IRF 6 As one of a family of transcription factors, the specific function of IRF 6 (interferon
regulatory factor 6) is unknown. Most IRFs code for DNA binding motifs and as such would be
expected to have a wide range of effects. Mutation in IRF 6 has been identified in autosomal
dominant van der Woude syndrome of CL/P and lip pits. Several investigators speculate that
other alterations of IRF 6 are responsible for a portion of nonsyndromic CL/P [11].

Environmental agents Epidemiological extension of the knowledge gained from animal

teratogen studies to humans has identified several agents that are associated with an increased
frequency of midfacial malformation after in-utero exposure. In addition, teratogen exposure
may be a contributing factor in the genetically at-risk fetus.

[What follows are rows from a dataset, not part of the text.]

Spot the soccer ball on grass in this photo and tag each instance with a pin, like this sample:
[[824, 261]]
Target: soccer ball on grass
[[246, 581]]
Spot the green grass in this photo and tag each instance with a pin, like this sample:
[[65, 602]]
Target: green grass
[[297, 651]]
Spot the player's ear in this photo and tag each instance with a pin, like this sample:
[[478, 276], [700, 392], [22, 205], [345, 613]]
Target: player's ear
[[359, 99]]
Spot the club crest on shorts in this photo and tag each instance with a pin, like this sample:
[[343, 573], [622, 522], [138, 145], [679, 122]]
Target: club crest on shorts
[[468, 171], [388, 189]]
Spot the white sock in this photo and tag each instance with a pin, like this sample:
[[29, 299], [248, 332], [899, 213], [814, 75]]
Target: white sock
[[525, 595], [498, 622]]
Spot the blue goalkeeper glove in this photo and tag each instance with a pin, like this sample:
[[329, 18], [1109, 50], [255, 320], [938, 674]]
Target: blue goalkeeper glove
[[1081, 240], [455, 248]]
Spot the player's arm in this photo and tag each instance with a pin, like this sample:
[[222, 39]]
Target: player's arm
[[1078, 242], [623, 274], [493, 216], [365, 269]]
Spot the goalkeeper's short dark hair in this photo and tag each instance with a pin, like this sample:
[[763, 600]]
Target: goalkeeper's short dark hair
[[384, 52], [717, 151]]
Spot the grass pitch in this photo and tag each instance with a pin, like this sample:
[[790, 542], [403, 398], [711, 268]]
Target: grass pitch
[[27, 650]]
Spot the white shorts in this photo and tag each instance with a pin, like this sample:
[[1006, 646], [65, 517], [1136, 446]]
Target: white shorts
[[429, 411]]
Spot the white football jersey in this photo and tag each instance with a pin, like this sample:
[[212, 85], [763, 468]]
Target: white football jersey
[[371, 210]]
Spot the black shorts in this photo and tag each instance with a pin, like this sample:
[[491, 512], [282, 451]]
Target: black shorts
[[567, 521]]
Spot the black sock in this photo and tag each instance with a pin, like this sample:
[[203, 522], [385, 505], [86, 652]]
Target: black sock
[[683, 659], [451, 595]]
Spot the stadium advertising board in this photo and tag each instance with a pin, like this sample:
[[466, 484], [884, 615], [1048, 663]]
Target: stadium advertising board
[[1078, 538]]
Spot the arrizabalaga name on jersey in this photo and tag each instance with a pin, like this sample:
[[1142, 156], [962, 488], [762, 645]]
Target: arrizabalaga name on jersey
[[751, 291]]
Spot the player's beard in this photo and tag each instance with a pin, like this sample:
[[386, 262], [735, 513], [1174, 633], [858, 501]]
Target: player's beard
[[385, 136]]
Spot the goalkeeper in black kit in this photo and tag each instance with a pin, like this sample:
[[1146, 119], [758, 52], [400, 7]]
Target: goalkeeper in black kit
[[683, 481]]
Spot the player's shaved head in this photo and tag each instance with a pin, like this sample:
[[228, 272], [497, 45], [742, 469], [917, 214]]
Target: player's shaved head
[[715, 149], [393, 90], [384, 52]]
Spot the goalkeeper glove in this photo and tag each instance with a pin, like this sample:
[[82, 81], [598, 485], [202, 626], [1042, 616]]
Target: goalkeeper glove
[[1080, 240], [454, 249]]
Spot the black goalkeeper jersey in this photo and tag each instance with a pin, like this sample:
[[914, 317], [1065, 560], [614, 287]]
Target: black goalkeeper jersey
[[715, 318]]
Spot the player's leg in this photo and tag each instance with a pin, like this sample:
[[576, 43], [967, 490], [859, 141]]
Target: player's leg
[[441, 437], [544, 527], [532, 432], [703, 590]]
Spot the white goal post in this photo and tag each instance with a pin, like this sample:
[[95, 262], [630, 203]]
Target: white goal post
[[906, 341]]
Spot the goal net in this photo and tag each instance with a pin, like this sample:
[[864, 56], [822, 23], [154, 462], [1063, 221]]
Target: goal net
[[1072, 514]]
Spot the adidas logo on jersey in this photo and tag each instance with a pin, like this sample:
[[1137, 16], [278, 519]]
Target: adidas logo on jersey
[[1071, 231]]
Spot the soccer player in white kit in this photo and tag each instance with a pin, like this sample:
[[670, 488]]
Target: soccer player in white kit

Medications Several medications sometimes prescribed for reproductive age females are
recognized as teratogens with specificity for midfacial development. Antiseizure agents, such
as phenytoin, sodium valproate, and topiramate [12,13], and the folic
acid antagonist methotrexate are examples of commonly administered drugs associated with
orofacial clefts. While the relative risk of orofacial abnormality is increased, the absolute risk of
clefting after drug exposure remains small.

An association between orofacial clefts and corticosteroid use is less clear as some
epidemiologic data suggest a possible association with CL/P [14-16]. Although 1997 to 2002
data from the National Birth Defect Prevention Study (NBDPS) reported a statistical association
between maternal corticosteroid use (all routes of administration) and CL/P in offspring (OR 1.7,
95% CI 1.1-2.6) [16], analysis of a more recent (2003 to 2009) and larger NBDPS database
found no association (OR 1.0 95% CI 0.7-1.4) [17]. The risk or orofacial clefts with any systemic
corticosteroid use during the entire period 1997-2009 was also not increased (CL/P: OR 1.6,
95% CI 0.9-2.8; CP: OR 0.8, 95% CI 0.3-2.1).

Diazepam increases the incidence of CP in mice, but the best evidence from human studies
does not show an increase in orofacial clefts [18]. (See "Risks associated with epilepsy and
pregnancy" and "Use of antiinflammatory and immunosuppressive drugs in rheumatic diseases
during pregnancy and lactation".)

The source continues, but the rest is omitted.